Zambia has approximately 50 million hectares of forest and a deforestation rate – officially estimated at 250,000 to 300,000 hectares per year – among the highest in the world.

Like many countries facing rapid deforestation, this problem in Zambia is primarily driven by the use of wood for fuel (both timber and charcoal) and unsustainable agricultural practices. Deforestation is also exacerbated by poverty: approximately 80 percent of rural Zambians live on less than $1.25 a day and most rely on natural resources like forests for day-to-day survival.

For the majority of farmers who make a living growing staple crops on small plots of land, it is difficult to grow enough food to feed their families throughout the year, and they frequently turn to charcoal production or poachingto make ends meet. As Zambia’s urban population grows in cities that lack reliable access to electricity, higher demand for charcoal is also accelerating deforestation.

In combination, all of these factors have disastrous consequences for Zambia’s forests, wildlife and other natural resources. That’s why Feed the Future and the Global Climate Change Initiative are taking an integrated approach with partners in Zambia to improve rural livelihoods and food security, while offering smallholder farmers and other community members the tools to conserve the land they need to sustain their livelihoods over the long term.

Working with the Zambian civil society organization Community Markets for Conservation (COMACO), Feed the Future is training rural farmers from in conservation agriculture techniques like composting, mulching, crop rotation and inter-cropping with agroforestry (i.e. cultivating food crops and trees simultaneously), practices that increase yields while also protecting the soil and trees on farms. COMACO offers market incentives to encourage farmers to change traditional farming methods by organizing them into groups and purchasing their crops at a premium price. As a result, 67 percent of participating farmers have fully adopted conservation agriculture and better natural resource management techniques over two years.

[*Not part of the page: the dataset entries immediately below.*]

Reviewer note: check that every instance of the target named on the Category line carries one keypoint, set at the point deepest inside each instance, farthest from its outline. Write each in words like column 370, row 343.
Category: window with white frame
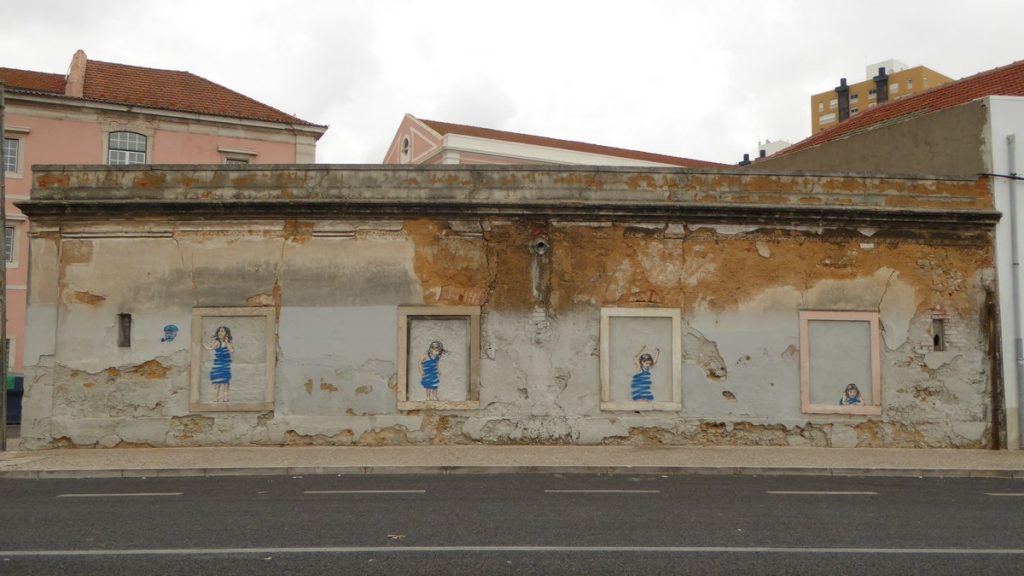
column 8, row 242
column 11, row 149
column 126, row 148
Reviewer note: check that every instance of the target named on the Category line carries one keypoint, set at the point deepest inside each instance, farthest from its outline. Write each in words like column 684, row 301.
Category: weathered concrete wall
column 337, row 250
column 947, row 142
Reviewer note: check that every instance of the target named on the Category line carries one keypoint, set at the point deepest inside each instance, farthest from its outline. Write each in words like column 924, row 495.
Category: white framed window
column 237, row 156
column 126, row 148
column 9, row 235
column 11, row 156
column 407, row 149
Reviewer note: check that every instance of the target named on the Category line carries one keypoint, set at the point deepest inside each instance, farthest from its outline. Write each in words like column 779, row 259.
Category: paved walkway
column 126, row 462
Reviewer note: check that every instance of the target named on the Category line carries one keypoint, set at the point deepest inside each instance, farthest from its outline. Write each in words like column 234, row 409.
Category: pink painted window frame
column 871, row 318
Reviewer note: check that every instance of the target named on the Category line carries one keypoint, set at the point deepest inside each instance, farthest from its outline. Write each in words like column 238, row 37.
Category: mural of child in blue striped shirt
column 640, row 386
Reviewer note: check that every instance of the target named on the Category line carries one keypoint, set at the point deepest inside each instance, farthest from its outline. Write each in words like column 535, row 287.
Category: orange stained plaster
column 622, row 265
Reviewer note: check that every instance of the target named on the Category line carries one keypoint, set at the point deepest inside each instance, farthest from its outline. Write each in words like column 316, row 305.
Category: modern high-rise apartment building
column 887, row 80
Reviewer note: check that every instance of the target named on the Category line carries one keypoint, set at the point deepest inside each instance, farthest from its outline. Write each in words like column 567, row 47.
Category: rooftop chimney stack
column 75, row 82
column 844, row 99
column 882, row 86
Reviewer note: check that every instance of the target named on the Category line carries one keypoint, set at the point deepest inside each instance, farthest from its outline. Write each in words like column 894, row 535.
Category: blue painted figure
column 851, row 396
column 430, row 370
column 220, row 372
column 170, row 332
column 640, row 386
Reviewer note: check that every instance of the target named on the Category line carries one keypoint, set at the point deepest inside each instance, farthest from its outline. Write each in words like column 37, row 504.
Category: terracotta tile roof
column 1004, row 81
column 29, row 81
column 162, row 89
column 448, row 128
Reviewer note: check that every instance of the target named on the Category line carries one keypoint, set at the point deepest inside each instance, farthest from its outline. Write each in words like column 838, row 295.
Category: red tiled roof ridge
column 1004, row 80
column 151, row 87
column 217, row 99
column 32, row 81
column 468, row 130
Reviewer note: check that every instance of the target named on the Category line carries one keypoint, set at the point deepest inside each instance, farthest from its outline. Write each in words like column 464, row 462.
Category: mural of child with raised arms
column 430, row 370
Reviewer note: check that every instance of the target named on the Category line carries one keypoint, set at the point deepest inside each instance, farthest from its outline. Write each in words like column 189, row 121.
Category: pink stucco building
column 104, row 113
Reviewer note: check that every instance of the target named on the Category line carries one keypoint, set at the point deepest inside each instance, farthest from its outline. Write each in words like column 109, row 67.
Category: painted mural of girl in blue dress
column 640, row 386
column 851, row 396
column 430, row 370
column 220, row 372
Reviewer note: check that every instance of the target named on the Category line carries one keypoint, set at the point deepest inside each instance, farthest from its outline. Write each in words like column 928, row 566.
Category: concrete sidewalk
column 134, row 462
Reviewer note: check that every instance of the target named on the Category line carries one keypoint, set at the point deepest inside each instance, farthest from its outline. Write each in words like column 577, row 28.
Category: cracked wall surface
column 336, row 282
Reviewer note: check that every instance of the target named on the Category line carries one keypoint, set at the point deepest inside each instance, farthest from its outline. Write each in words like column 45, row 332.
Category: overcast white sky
column 704, row 79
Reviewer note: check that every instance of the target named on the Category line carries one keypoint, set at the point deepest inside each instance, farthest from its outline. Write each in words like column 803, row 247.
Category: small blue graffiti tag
column 170, row 332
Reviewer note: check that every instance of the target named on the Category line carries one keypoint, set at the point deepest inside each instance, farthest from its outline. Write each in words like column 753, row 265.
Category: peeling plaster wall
column 337, row 284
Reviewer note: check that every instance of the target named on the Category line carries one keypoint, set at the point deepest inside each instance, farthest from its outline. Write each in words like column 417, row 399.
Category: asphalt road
column 524, row 524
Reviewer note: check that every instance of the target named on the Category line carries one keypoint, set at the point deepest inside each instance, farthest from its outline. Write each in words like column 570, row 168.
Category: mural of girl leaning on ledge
column 851, row 396
column 220, row 373
column 232, row 359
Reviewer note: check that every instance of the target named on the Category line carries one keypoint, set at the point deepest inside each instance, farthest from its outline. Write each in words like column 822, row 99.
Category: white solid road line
column 531, row 549
column 602, row 491
column 117, row 495
column 820, row 493
column 365, row 492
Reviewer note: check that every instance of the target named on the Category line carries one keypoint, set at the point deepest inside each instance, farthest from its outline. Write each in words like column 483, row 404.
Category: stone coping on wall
column 562, row 192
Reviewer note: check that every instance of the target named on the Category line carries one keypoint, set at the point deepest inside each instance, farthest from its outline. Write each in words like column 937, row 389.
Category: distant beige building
column 887, row 80
column 429, row 141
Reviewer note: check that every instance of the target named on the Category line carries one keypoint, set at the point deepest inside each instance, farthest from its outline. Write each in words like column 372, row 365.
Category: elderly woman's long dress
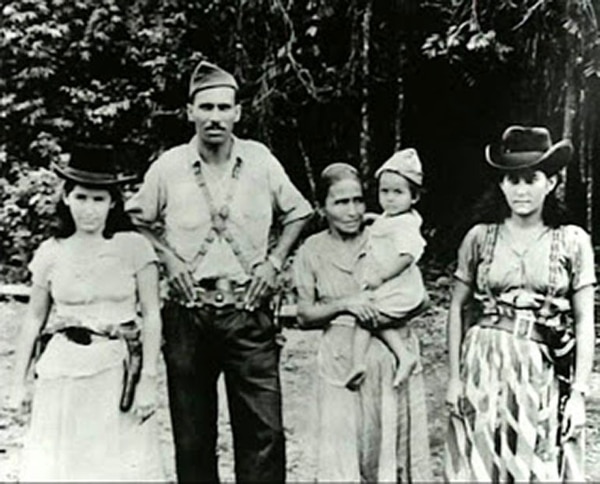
column 77, row 431
column 377, row 433
column 510, row 400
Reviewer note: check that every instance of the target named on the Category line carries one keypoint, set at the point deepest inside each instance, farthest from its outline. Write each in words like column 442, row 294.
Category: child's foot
column 406, row 366
column 356, row 378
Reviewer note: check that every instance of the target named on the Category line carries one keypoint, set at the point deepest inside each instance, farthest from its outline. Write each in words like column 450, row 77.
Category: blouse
column 525, row 275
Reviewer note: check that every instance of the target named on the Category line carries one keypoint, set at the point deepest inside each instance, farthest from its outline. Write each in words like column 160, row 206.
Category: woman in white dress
column 87, row 281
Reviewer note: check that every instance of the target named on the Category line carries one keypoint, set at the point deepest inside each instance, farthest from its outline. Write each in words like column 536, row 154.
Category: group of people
column 520, row 325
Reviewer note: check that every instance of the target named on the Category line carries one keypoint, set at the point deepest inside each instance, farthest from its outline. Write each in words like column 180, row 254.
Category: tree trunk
column 365, row 137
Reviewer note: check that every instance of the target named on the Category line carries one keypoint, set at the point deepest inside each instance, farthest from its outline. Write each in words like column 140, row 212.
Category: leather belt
column 519, row 326
column 218, row 293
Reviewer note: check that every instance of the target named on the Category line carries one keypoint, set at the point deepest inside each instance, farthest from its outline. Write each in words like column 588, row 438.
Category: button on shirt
column 262, row 193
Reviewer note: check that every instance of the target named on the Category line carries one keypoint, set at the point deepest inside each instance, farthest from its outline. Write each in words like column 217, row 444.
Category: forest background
column 322, row 81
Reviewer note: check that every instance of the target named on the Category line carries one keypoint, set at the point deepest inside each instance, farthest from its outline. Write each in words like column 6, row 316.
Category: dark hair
column 117, row 220
column 331, row 175
column 493, row 208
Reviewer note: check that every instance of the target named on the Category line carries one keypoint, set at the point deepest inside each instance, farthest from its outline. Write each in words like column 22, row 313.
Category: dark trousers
column 199, row 345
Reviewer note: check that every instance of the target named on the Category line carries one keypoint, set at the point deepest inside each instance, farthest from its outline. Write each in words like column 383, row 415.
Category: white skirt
column 77, row 432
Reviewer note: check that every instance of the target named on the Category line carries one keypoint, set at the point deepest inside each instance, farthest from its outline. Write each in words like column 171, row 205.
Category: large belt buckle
column 222, row 290
column 524, row 323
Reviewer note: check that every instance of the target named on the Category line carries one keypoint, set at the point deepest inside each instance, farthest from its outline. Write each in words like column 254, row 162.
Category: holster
column 132, row 365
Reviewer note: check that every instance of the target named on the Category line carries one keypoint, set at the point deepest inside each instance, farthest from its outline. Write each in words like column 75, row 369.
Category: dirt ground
column 298, row 369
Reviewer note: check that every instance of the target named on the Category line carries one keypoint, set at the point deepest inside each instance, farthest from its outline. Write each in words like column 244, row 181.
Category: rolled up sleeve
column 147, row 205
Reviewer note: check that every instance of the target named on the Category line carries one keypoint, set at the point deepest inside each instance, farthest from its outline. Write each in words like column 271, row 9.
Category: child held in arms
column 391, row 271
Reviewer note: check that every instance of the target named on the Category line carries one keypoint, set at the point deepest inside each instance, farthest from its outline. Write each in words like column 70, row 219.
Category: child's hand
column 372, row 281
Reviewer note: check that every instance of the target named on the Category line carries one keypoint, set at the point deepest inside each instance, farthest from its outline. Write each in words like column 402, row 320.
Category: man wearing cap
column 217, row 198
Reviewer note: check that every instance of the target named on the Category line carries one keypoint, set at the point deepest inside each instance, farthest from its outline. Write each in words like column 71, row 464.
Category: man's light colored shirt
column 262, row 194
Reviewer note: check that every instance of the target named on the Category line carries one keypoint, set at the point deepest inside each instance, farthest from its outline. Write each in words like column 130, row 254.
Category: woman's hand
column 573, row 416
column 453, row 393
column 146, row 397
column 363, row 308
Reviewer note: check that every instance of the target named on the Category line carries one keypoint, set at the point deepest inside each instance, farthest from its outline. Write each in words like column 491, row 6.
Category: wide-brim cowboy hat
column 525, row 147
column 92, row 165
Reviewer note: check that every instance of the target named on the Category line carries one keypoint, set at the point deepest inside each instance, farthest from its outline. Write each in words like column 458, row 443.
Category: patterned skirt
column 508, row 425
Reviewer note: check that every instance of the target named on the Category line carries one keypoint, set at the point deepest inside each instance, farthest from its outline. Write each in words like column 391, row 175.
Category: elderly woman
column 377, row 433
column 516, row 391
column 88, row 283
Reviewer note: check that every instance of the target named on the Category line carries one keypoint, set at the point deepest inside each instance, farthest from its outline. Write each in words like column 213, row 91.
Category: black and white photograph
column 299, row 241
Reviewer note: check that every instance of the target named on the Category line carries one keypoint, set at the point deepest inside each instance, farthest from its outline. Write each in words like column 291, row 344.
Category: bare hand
column 180, row 278
column 573, row 416
column 453, row 393
column 146, row 398
column 263, row 279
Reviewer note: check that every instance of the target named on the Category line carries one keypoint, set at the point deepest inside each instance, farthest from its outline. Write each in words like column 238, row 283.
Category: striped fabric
column 508, row 427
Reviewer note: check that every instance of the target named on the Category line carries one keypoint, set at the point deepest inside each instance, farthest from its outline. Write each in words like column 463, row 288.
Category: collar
column 195, row 157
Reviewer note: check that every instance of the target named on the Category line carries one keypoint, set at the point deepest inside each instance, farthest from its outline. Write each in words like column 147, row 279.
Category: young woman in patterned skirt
column 517, row 386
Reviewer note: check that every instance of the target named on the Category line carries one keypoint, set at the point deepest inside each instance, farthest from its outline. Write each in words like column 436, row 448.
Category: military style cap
column 207, row 75
column 406, row 163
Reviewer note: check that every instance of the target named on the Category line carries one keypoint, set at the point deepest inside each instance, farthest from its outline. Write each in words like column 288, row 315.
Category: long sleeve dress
column 77, row 431
column 378, row 433
column 510, row 399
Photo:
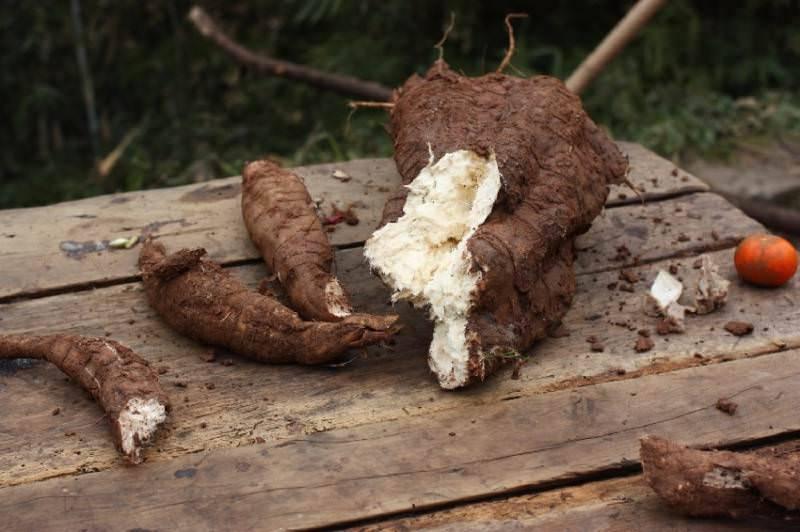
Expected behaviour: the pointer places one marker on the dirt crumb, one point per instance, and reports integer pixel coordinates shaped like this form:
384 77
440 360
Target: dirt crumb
644 344
668 326
739 328
727 406
628 275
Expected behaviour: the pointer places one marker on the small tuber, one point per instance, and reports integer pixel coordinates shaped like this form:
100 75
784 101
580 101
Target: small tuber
201 300
122 382
280 218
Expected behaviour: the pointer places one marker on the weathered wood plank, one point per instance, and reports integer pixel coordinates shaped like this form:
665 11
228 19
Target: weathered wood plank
620 505
397 466
49 248
250 401
639 233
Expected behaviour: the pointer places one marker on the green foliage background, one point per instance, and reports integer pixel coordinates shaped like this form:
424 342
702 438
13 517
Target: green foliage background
701 75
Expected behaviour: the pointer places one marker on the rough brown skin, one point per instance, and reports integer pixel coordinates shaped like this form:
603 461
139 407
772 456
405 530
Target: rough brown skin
280 217
556 166
109 371
691 481
201 300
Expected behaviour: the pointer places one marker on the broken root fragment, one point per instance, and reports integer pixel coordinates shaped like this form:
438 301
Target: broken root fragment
501 174
122 382
201 300
279 215
720 483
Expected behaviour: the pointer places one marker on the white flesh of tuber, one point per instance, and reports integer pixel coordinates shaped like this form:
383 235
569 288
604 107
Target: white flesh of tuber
423 256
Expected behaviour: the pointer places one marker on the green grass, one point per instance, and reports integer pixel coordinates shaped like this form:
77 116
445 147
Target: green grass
699 77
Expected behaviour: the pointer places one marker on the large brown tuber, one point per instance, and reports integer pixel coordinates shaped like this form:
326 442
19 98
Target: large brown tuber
280 218
199 299
122 382
500 175
720 483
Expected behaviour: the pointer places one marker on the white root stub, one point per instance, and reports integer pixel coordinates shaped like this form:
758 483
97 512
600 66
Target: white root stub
423 256
138 422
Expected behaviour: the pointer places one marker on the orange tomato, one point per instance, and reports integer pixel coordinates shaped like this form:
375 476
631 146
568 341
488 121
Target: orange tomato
765 260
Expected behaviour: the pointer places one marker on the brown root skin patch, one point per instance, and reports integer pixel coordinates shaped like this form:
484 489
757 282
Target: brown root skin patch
720 483
207 303
115 376
280 218
556 167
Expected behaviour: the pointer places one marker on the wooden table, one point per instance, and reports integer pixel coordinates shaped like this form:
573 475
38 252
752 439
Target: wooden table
251 446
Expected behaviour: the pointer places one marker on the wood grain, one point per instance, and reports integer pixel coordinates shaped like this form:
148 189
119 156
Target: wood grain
396 466
250 401
49 248
617 505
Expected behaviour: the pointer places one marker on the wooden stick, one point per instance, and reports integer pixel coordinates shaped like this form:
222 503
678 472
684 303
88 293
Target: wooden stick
511 43
86 76
347 85
614 42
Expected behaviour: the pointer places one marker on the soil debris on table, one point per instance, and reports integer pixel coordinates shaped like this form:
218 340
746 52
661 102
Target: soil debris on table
644 344
739 328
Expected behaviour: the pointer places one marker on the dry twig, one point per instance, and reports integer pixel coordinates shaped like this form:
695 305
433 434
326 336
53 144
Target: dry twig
346 85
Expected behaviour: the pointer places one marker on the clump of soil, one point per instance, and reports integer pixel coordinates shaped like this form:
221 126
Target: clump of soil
644 344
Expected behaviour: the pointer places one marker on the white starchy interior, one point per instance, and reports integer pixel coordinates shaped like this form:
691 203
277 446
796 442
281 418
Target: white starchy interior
138 421
712 289
334 293
664 295
666 289
424 255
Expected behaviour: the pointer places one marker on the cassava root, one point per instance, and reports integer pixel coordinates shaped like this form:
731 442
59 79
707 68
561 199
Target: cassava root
721 483
122 382
201 300
282 223
504 274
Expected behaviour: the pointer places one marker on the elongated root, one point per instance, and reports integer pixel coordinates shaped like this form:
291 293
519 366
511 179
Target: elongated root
280 218
122 382
720 483
201 300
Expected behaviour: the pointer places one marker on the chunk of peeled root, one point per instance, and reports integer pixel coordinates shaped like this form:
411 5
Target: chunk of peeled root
500 174
282 223
662 300
122 382
720 483
201 300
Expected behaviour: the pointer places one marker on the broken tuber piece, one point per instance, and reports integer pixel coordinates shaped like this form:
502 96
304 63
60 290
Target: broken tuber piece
501 174
122 382
720 483
662 300
280 217
711 289
201 300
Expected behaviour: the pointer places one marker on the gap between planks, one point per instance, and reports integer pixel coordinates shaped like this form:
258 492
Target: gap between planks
385 469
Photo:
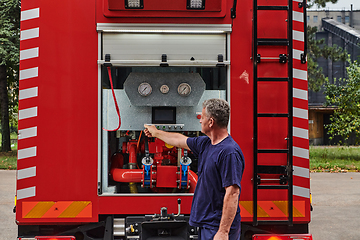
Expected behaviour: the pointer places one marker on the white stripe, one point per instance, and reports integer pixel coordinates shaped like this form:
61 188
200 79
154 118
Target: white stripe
298 16
301 152
29 53
29 34
301 192
29 73
27 113
25 193
28 93
297 35
299 93
30 14
27 133
300 74
297 54
301 172
26 153
301 133
26 173
300 113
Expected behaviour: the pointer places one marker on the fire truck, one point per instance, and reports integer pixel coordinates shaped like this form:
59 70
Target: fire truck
93 72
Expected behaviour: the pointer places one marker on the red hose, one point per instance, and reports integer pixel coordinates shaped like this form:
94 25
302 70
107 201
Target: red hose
193 181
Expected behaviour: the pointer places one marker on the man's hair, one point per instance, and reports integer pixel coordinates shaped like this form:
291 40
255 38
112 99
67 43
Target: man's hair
219 110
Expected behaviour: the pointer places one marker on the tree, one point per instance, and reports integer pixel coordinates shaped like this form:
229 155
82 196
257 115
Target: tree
9 61
345 95
317 49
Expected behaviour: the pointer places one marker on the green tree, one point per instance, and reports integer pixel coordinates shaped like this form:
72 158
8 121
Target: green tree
9 63
317 49
345 95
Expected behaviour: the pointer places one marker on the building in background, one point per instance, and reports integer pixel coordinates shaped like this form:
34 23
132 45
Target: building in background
343 29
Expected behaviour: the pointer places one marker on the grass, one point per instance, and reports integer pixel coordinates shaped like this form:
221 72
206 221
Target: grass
334 159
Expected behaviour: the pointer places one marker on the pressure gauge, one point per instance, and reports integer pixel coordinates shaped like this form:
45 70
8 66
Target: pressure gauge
144 89
164 88
184 89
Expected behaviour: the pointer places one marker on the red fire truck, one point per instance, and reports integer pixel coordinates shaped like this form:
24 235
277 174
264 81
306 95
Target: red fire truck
93 72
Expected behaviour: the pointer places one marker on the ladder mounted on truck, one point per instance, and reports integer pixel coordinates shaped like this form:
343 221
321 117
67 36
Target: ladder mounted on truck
283 173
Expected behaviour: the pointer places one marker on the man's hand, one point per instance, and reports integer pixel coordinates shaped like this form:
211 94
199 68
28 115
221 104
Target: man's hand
221 236
150 130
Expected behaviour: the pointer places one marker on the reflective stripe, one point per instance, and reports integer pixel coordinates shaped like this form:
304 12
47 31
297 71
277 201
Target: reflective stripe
272 209
299 93
30 14
301 152
300 113
28 93
26 173
298 16
25 193
29 73
301 172
301 133
29 53
26 153
299 36
301 192
29 34
61 209
300 74
27 133
27 113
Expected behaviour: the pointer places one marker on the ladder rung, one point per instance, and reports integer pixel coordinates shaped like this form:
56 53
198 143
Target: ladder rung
263 169
272 7
273 186
273 79
272 41
273 150
273 115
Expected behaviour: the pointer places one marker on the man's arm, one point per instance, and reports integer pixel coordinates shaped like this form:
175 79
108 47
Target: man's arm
171 138
231 202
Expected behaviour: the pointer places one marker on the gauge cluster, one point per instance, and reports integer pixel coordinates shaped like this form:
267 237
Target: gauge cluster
164 89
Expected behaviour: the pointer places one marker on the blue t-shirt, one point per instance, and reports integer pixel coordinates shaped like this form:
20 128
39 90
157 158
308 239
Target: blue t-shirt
219 166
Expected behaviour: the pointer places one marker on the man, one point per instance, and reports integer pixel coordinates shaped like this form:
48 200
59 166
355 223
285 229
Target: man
215 207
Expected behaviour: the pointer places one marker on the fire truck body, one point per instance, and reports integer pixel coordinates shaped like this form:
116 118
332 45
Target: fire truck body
158 61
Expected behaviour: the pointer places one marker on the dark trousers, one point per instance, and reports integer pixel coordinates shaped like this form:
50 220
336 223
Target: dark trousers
208 234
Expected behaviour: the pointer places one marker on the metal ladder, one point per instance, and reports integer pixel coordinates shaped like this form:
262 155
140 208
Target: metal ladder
284 171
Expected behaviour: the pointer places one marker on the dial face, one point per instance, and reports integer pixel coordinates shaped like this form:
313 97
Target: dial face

COMACO also supplies dividends in the form of seeds and equipment to farmers who exclusively use conservation techniques to grow their crops.

Since this Feed the Future project began in 2011, farmers from 46,000 households working with COMACO have seen a 47 percent increase in their annual incomes, and aerial surveys taken before and during the project show a significant increase in vegetation where participating farmers live compared to neighboring regions.

As a counterpart to conservation agriculture programming under Feed the Future, a project under the Global Climate Change initiative is mitigating deforestation resulting from Zambia’s heavy reliance on charcoal for energy. Charcoal is deeply ingrained in the country’s economy, and a full 50 percent of urban Zambians use charcoal as their primary energy source. While a full transition to more sustainable energy sources will be a long-term process in Zambia, it is still possible in the near term to slow the pace of deforestation through sustainable harvesting. That’s why this climate change project, administered by the not-for-profit BioCarbon Partners Trust (BCPT), supports training for traditional charcoal producers (frequently the poorest members of rural communities) to teach them better harvesting techniques that won’t wipe out their communities’ forests.

Working closely with local leaders in rural villages, the project sets aside land that is actively managed for natural regeneration. Charcoal producers harvest only a small portion of the land each year; use cutting techniques that allow trees to regenerate after the wood is harvested; utilize all parts of the trees instead of just the trunks; and re-plant important trees. BCPT has also introduced more efficient kiln designs that produce greater quantities of denser charcoal out of the same amount of wood with less labor, as well as connected producers of this “eco-charcoal” to the market, where it sells for 20 percent more than traditional charcoal.

By offering climate-smart alternatives to traditional agriculture and forestry practices, these two U.S. Government initiatives are helping increase incomes for vulnerable households while supporting Zambia in building more sustainable agriculture and energy sectors for future generations.